Ook nu weer. En ik geef toe. Soms noem ik mezelf fotograaf. Als ik op huizenjacht ben bijvoorbeeld. Omdat mensen nou eenmaal liever hun huis verhuren aan iemand die braaf plaatjes schiet dan aan iemand die als een wildeman met verf smijt. Ik doe geen van beide maar dat terzijde. Beeldvorming en vooroordelen. Daar kunnen nog heel wat woorden aan vuilgemaakt worden.
Ik hou van fotograferen maar ik ben geen fotograaf. Ik hou ook van schrijven en ik ben ook geen schrijver. Geen kok. Geen performer. Geen danser. Geen sporter. Soms overweeg ik om mezelf “beroepsmatig kijker” te noemen maar daar schiet ik ook niet zoveel mee op.
Hoe belangrijk is het eigenlijk dat het beestje de juiste naam heeft? Hoe belangrijk is het dat mensen weten dat ik het afgelopen jaar meer tijd heb besteed aan het vouwen van papieren vogels uit mijn oude geschiedenisboeken (ik ben ook geen historicus, al mag ik die titel wel voeren, inclusief het doctorandus dat ik alleen af en toe inzet als ik subsidieaanvragen of klachtenbrieven schrijf) dan aan het nemen van foto’s? Waarom wil ik dat ze weten wie ik ben?
Ik kom weer terug bij waar ik begonnen ben. Graigie Horsfield (zie ook deze blog). “But no self is conceivable in isolation and consciousness is born in relation.” Tijd voor een zelfportret. Met camera.

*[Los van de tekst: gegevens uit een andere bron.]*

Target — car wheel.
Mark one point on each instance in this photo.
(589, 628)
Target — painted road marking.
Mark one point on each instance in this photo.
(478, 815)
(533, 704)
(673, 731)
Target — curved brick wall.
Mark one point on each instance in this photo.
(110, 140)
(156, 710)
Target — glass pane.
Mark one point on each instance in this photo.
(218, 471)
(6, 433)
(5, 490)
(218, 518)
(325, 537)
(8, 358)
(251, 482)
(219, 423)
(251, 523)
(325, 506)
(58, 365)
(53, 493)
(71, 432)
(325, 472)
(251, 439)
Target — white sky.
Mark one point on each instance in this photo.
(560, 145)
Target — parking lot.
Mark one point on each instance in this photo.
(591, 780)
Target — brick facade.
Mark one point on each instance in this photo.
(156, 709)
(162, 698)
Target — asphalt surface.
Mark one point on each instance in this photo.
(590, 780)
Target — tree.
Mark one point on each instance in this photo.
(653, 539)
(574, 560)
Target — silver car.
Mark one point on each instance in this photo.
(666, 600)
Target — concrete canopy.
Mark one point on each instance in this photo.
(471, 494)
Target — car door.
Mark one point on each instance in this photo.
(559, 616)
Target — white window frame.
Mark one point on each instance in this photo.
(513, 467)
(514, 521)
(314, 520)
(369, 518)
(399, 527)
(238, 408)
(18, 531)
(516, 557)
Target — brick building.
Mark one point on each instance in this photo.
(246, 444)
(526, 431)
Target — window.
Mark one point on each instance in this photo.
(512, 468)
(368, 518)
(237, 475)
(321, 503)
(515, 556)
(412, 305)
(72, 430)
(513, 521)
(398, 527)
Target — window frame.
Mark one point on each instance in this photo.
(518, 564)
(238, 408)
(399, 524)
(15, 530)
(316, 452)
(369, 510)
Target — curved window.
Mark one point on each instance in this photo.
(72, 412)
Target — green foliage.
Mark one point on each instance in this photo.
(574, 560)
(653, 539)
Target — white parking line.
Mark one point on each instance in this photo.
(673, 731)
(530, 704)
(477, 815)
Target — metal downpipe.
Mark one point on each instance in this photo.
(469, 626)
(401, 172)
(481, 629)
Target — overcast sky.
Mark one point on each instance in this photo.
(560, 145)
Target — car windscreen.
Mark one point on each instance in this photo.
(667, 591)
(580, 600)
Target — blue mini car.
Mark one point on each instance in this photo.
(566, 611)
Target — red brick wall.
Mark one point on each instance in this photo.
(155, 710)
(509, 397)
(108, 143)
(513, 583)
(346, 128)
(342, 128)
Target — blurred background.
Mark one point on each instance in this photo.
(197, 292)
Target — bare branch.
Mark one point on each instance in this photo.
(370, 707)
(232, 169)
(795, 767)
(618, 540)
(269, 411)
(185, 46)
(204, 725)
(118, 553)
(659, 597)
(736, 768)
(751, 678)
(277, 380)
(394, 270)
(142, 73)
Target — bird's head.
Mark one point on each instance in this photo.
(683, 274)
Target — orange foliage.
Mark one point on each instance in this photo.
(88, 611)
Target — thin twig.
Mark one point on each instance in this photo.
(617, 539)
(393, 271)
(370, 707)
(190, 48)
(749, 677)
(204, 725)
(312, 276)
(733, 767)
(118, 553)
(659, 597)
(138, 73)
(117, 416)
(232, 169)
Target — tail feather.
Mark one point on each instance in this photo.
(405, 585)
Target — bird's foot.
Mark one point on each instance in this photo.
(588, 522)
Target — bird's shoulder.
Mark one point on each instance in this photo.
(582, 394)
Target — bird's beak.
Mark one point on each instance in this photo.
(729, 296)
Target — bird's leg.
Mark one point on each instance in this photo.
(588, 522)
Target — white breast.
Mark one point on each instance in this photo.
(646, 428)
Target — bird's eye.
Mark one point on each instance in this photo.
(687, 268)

Veld, boomoog/Field, tree eye


8 april 2008

Paarden/Horses


Wonderlijke beroepen/Strange professions

Dagen als deze zijn op een hand te tellen. Rijp op het gras, slome zonnestralen. In de loop van de dag laadt de zon zich op. Oefenen voor de zomer. Dat werd ook wel eens tijd.
Ik fiets, camera’s om mijn nek, statief op de bagagedrager. Mijn ogen op de optimale kijkstand. Iedere beweging is een mogelijk prooi. Het stuk plastic in een tuin verderop in de straat waar ik al verschillende keren verlekkerd naar heb zitten kijken wordt eindelijk mooi uitgelicht. De sx-70 (voor niet-ingewijden: een ouderwetse opvouwbare polaroidcamera met minimale instellingsmogelijkheden en een mooie lensje) klikt tevreden. De buren houden me onopvallend in de gaten.
Op de kaart zag ik de Wapser-landen liggen. Een groen gebied tussen Wapserveen en Wapse. Ik sla rechts af bij Darp, vind een droom van een stoppelveld en blijf steken in het Uffelter Veen. De Wapser-landen lopen niet weg. Als ik via Havelte terug naar huis fiets passeer ik twee mannen die strepen maken op de weg. Ik sla ze op onder het kopje “wonderlijke beroepen”. Daar bevindt zich ook een man die ik in Bratislava zag, hij liep door de straten met een kleine container op zijn rug waar een slangetje uitkwam met een spuitmond waarmee hij gif spoot op het onkruid tussen de stoeptegels. Misschien moet ik mezelf er ook bij zetten. Je verbazen over mannen die strepen zetten op de weg en daar je werk van maken is misschien wel net zo wonderlijk als wat die mannen doen.